Ella se sonrojó y agachó la cabeza.
—Las dos, a mi despacho. Ya —gruñó Bruno, antes de caminar a paso firme por el corredor, junto a la jefa de enfermeras, que se ajustaba el uniforme para parecer presentable.
¡Pero ¿qué he hecho?! ¡¿Desde cuándo soy así?! ¡Me ha visto todo el hospital!
Pedro soltó despacio a Paula, se agachó y recogió su goma del suelo. A continuación, se colocó a su espalda y, con mimo, le peinó los cabellos en una coleta alta y tirante. Entrelazó una mano con la suya y la guio por el pasillo ante la pasmosa mirada de los visitantes y del personal del hospital, algunos procedentes de otras plantas. Ella estaba tan nerviosa por la reacción de Bruno, por su propio comportamiento, que se tiraba de la oreja izquierda sin descanso.
Entraron en el despacho del jefe de Neurocirugía. Pedro cerró tras de sí y se recostó en la puerta, cruzado de brazos y mordiéndose el labio para no sonreír.
Las dos enfermeras se situaron frente a Bruno. Emma se irguió, mostrando la característica frialdad de sus ojos negros. Paula se encorvó, sintiéndose fatal por su cuñado, que la observaba con evidente decepción.
—¿Necesito llamar a algún testigo —preguntó Bruno con la voz contenida —, o seréis capaces de explicarme lo que ha pasado sin sacar las uñas otra vez? ¿Emma?
—¡Me ha abofeteado sin razón! —exclamó, señalándola con la mano.
—¿Sin razón? —repitió ella con incredulidad—. Me has insultado primero a mí —enumeró con los dedos—, después, has insultado a mi hijo y, luego, has insultado a mi marido. Eso son tres motivos —la miró con un odio inmenso.
Su marido estalló en carcajadas.
—¡Pedro! —se quejó Bruno—. Fuera de aquí.
—Vamos, Bruno...
—He dicho que fuera de aquí. Y llévate a Paula. Primero, hablaré con Emma.
—Ven conmigo, rubia —le dijo Pedro, tomándola del codo para arrastrarla de vuelta al pasillo—. ¿Estás bien? —la sujetó por la nuca para comprobar que no tuviera ningún golpe o arañazo.
Paula le ofreció la espalda.
—No, no estoy bien —declaró ella, abatida—. Bruno tiene que odiarme... Qué vergüenza, Pedro... —se tapó la boca—. Yo no soy así...
Él la atrajo hacia su pecho, rodeándola por las caderas, y la besó en la sien.

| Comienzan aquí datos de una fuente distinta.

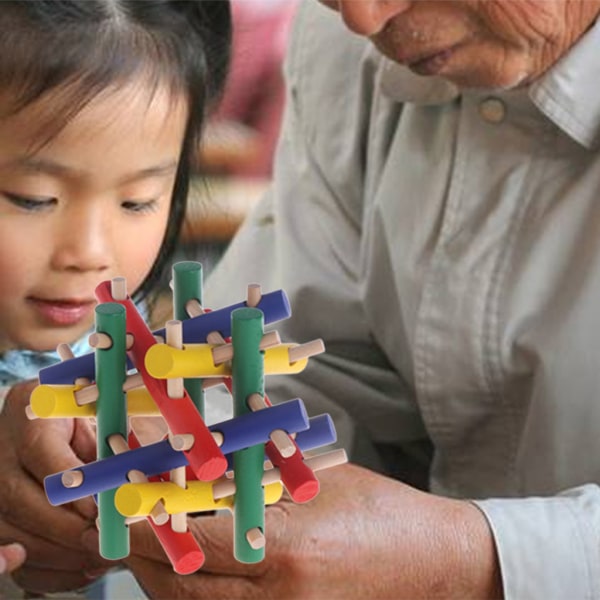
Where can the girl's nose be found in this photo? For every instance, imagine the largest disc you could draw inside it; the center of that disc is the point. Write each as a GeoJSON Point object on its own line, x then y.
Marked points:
{"type": "Point", "coordinates": [83, 244]}
{"type": "Point", "coordinates": [368, 17]}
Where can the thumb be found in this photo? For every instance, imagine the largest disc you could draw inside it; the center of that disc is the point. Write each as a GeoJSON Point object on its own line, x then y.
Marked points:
{"type": "Point", "coordinates": [12, 556]}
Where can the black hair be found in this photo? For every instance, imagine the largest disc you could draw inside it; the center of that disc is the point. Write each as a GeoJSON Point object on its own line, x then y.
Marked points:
{"type": "Point", "coordinates": [81, 47]}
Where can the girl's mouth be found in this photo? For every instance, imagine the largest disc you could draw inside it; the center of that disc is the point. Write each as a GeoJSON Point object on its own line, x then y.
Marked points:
{"type": "Point", "coordinates": [63, 312]}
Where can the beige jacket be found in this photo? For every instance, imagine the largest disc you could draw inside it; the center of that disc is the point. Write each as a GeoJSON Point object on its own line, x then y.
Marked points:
{"type": "Point", "coordinates": [446, 247]}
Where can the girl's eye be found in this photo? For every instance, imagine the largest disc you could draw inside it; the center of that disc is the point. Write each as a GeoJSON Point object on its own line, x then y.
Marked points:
{"type": "Point", "coordinates": [30, 203]}
{"type": "Point", "coordinates": [137, 206]}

—Se le pasará, estate tranquila. ¿Qué ha ocurrido?
Le relató los hechos, sin omitir detalle. Justo cuando terminó, Emma salió.
—La próxima vez que toques a mi mujer, le hagas daño de algún modo o insultes a mi hijo, Emma —sentenció Pedro, en un tono tan frío que hasta Paula se sorprendió—, haré que te despidan y que no te contraten en ningún hospital de Boston.
—¿Me estás amenazando? —entrecerró los ojos.
—Te estoy avisando de lo que sucederá si te atreves a perjudicar otra vez a mi familia —besó a su mujer en el cuello—. Limítate a trabajar, que para eso estás aquí.
—Tú no eres nadie para ordenarme nada —le escupió Emma, colorada por la rabia que sentía hacia el matrimonio.
Él la soltó y se colocó frente a la jefa de enfermeras. Introdujo las manos en los bolsillos del pantalón del traje y sonrió con serenidad.
—Vuelva al trabajo, enfermera Clark, se lo ordena —recalcó con excesivo énfasis— el jefe de Oncología.
Emma se sobresaltó por la formalidad de sus palabras y se marchó.